Justo en el momento en el que decido desistir de mi búsqueda y concentrarme en la largada, un movimiento en la muchedumbre, muy lejos de donde Barb, Takeshi y mi madre estaban, me llama la atención.

Es Finn, quien empuja a todos los que se cruzan en su camino para llegar a primera fila.

Las personas a su alrededor parece que lo insultan y tratan de moverlo de su lugar, pero una vez que sus ojos se cruzan con los míos por el más breve segundo, me sonríe. No trata de gritarme ni darme palabras de aliento. Solo me sonríe.

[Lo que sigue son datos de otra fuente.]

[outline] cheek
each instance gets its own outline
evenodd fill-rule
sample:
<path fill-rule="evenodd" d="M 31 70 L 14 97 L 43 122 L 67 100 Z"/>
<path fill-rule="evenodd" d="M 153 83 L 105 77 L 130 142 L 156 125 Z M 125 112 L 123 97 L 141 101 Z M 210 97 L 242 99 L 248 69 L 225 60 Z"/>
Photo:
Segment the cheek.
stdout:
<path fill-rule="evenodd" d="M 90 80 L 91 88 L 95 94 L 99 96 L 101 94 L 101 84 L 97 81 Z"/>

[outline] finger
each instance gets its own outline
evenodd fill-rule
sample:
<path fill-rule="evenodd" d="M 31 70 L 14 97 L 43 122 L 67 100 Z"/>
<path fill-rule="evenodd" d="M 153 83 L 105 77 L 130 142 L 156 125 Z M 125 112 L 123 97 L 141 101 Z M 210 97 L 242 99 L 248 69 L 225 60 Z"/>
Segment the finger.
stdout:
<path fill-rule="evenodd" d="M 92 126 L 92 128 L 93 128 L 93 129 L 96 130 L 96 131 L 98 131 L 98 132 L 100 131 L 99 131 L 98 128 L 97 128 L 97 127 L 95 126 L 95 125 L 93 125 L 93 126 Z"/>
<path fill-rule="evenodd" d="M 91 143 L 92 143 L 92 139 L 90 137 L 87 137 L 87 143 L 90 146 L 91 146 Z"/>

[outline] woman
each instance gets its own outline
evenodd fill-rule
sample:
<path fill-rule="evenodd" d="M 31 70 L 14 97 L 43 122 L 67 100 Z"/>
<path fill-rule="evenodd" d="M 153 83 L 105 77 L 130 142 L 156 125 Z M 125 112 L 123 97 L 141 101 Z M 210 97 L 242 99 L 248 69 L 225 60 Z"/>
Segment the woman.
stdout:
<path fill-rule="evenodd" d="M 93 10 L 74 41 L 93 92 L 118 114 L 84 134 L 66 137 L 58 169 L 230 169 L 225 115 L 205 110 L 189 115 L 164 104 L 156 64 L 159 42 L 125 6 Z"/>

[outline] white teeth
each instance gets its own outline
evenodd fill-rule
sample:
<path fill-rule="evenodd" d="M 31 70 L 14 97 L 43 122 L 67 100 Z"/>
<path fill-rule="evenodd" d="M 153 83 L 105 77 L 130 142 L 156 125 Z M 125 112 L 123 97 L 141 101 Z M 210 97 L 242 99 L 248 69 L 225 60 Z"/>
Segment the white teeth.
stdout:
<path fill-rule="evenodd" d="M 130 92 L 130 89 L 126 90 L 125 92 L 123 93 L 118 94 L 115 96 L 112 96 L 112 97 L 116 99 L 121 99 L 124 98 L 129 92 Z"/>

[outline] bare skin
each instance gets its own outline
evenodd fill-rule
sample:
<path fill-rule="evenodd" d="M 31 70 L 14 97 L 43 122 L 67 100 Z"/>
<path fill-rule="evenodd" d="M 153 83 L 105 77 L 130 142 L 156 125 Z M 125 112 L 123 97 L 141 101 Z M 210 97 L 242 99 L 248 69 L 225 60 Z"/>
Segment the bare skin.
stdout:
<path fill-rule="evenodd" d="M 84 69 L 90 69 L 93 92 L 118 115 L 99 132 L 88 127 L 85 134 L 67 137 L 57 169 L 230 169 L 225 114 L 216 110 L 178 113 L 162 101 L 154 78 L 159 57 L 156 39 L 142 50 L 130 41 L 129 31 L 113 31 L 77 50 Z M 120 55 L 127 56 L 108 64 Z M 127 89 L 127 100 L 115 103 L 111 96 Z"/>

Y su sonrisa es más que suficiente para darme la energía que necesito. El recordatorio de que un nosotros no está perdido.

—¡Bienvenidos a una nueva edición de la maratón de Nueva York! —exclama una emocionada presentadora, lo que hace que los miles y miles de corredores preparen su posición de carrera mientras los aficionados gritan y aplauden.

La voz empieza a hacer una cuenta regresiva muy pausada. Cuando llega a cero, mi cuerpo se enciende y mi corazón empieza a latir con una intensidad marcada. Mis piernas se mueven con una rapidez considerable, y mi reloj, a medida que voy esquivando a los corredores que avanzan más lento que yo, me indica que el ritmo al que voy es el ideal para terminar la carrera en el tiempo que me propuse.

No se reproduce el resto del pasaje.